NEED FOR EMPIRICAL RESEARCH 



In practice, the accumulation of evidence for or against any particular theory involves 
planned research designs for the collection of empirical data. Several typographies for 
such designs have been suggested, one of the most popular of which comes from 
Campbell and Stanley (1963). They are responsible for popularizing the widely cited 
distinction among pre-experimental, experimental, and quasi-experimental designs and 
are staunch advocates of the central role of randomized experiments in educational 
research. In particular, they view the experiment: 



...as the only means for settling disputes regarding education practice, as the only way 
of verifying educational improvements, and as the only way of establishing a cumulative 
tradition in which improvements can be introduced without the danger of a faddish 
discard of old wisdom in favor of inferior novelties (p. 2). 

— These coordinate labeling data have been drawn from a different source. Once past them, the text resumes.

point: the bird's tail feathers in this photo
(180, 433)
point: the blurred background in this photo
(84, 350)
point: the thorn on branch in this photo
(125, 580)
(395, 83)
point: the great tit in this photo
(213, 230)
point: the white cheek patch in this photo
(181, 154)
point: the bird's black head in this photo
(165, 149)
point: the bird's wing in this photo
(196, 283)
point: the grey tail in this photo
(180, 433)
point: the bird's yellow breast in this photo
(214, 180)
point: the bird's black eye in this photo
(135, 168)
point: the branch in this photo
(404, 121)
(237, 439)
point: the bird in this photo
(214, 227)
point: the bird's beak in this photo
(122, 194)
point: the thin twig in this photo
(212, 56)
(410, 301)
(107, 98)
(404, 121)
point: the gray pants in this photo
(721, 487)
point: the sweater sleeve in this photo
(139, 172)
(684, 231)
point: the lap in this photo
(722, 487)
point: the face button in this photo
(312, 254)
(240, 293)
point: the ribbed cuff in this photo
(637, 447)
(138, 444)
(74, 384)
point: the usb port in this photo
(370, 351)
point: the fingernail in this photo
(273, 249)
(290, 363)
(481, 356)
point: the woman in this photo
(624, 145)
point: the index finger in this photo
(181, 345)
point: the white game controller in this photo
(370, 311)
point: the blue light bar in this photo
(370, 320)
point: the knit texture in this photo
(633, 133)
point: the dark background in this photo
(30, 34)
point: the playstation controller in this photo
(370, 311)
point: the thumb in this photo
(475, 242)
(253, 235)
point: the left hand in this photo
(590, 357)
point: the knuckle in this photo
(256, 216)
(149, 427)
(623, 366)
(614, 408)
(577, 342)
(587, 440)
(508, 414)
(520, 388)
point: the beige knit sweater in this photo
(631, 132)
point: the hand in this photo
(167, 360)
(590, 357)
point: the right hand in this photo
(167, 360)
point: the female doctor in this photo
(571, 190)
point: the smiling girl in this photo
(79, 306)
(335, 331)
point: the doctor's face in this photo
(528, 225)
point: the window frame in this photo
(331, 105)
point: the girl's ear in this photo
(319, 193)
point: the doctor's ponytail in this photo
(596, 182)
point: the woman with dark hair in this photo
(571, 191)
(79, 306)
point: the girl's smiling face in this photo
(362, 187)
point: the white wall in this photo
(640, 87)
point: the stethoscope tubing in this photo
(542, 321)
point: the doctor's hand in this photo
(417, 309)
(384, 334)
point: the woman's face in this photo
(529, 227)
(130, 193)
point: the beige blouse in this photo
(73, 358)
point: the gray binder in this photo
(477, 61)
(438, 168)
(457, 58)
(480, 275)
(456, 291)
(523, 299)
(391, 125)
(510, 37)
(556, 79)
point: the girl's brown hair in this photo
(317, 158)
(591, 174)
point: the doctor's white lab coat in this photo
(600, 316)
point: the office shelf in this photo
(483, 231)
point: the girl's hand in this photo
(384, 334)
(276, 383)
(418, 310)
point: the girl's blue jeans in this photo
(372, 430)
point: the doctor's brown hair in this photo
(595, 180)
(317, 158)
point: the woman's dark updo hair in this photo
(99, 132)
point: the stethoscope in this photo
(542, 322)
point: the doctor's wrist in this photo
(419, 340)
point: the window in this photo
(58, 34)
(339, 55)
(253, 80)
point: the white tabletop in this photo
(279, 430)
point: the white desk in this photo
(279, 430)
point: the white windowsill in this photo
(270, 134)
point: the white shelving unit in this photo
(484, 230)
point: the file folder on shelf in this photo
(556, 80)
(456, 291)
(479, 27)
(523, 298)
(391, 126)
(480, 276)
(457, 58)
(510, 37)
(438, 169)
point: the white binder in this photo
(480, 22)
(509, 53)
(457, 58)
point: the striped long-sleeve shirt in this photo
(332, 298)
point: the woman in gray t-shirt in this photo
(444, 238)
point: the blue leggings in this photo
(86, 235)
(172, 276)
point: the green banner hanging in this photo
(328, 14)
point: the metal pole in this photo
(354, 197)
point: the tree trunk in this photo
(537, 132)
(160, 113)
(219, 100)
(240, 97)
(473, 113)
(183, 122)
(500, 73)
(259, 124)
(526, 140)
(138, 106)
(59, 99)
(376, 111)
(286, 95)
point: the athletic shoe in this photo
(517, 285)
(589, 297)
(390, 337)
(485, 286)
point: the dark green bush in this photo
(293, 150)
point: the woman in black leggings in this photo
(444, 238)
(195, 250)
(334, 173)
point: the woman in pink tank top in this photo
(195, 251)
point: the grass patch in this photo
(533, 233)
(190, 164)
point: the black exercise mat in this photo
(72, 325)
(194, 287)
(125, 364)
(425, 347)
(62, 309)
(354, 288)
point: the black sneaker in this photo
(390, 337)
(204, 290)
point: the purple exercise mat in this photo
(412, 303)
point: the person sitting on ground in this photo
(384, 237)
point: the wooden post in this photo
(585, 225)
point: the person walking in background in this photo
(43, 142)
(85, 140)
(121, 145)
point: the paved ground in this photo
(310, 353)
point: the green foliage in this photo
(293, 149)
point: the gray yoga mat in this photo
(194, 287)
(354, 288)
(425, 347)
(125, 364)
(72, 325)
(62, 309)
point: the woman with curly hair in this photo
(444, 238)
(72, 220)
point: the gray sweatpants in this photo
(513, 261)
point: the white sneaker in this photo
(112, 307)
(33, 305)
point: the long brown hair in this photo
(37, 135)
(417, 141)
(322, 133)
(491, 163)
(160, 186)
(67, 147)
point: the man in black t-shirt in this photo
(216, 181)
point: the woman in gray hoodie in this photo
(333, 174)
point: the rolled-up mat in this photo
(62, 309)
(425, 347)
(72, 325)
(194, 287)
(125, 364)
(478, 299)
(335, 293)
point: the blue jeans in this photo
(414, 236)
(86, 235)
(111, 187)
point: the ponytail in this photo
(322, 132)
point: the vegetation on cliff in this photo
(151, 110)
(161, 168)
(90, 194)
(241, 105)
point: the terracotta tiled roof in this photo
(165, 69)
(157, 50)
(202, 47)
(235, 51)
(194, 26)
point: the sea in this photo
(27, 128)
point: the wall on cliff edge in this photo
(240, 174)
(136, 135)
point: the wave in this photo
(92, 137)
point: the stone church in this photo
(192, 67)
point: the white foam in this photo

RANDOMIZATION AND CONTROL 



The hallmarks of an experiment to Campbell and Stanley, among others are (a) random 
assignment of cases to comparison groups, (b) control of the implementation of a 
manipulated treatment variable, and (c) measurement of the outcome with relevant, 
reliable instruments. Controlled experimentation allows for replication of the conditions 
of the experiment so that independent researchers can attempt to repeat the results of 
the experiment. In contrast, non- experimental studies may use convenience samples, 
comparison groups formed by post-hoc matching and similar procedures. 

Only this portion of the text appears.